For a recent example, look back at the emergence of minimalist Día de los Muertos altars. A couple of months ago, the trend somehow took over social media. It presented it as an “elegant alternative” to join the Mexican celebration. Online, social media commentators called the trend out for “whitening” traditional cultural expressions. They argued that taking color out of an originally colorful tradition stripped it of its significance. It also reinforced the idea that we need to reinvent traditions to fit standards of “elegance.”
“White is never neutral,” said content creator Aleida Argueta on TikTok, “White has a history, and it’s a history of power.” In her video, the social commentator associated the supremacy of white as a color with the ideas that colonialism reinforced in Latin America. “It’s not just about having white skin, but how we dress, how we speak, what we celebrate. And even, for example, how we decide to decorate our celebrations,” said Argueta.
As the content creator explained, turning altars white was a visual purge; an attempt to appear “more modern, more civilized, more memorable.”
So yes, Pantone Color of the Year is not coincidental
Despite Pantone’s best attempts to paint their Color of the Year selection as a harmless color prediction, the internet is having none of it. Discourse tying Cloud Dancer to white supremacy, conservatism, and rage bait is running rampant.
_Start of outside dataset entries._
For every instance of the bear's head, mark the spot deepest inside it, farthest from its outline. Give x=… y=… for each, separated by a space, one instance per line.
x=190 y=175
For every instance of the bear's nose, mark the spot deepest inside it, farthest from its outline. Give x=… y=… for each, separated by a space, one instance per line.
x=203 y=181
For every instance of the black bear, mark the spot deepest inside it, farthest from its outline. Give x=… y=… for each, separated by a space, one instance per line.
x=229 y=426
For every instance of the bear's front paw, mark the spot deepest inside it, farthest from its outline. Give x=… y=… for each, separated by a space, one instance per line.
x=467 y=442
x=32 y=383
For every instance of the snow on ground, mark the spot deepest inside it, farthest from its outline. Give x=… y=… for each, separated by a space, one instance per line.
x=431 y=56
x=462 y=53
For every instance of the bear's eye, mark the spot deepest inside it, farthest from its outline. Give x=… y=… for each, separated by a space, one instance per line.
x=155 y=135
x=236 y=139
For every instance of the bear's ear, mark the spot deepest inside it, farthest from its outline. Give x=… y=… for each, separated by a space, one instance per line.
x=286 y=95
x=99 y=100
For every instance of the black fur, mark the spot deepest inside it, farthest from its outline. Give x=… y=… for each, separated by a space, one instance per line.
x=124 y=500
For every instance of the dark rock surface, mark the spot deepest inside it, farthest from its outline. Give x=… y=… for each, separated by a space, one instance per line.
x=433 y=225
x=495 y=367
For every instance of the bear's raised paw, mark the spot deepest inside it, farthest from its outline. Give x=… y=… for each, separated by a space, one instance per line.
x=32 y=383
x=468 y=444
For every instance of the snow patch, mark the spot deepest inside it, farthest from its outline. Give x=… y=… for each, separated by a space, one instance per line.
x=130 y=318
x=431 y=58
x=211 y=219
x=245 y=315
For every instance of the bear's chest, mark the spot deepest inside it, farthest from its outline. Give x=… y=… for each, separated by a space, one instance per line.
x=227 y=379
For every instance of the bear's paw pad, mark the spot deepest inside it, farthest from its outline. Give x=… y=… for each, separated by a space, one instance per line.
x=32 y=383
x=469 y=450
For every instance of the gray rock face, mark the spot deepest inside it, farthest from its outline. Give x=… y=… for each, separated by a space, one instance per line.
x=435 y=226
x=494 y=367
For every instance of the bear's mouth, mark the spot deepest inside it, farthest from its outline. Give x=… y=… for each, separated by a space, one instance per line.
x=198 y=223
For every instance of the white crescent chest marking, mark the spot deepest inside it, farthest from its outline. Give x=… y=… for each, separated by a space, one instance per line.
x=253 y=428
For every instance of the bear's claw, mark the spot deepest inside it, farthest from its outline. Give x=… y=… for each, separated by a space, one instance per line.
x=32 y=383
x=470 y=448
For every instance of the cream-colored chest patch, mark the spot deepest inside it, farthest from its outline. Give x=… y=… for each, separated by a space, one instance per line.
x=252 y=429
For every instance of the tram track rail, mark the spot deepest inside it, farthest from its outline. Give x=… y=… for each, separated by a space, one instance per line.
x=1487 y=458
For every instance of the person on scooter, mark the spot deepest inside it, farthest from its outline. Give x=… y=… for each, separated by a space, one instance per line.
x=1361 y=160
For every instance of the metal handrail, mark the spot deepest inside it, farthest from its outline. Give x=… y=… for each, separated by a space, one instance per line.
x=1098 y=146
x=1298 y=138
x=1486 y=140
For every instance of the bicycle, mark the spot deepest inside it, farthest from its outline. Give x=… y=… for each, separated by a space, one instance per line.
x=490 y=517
“They’re cheerfully oblivious about the fact this is not a great time to be pointedly celebrating whiteness,” Nick Miller said in an article for The Guardian.
Writing for Hyperallergic, Rhea Nayyar captured the collective sentiment better. “Announcing white as the color for 2026 can easily be interpreted as yet another piercing dog whistle closing out a year that, in conjunction with other ongoing horrors, brought us…” Then the author listed some of the most dystopic and regressive moments in 2025 politics and pop culture, from the Supreme Court lifting restrictions on ICE agents to Sydney Sweeney promoting “good genes.”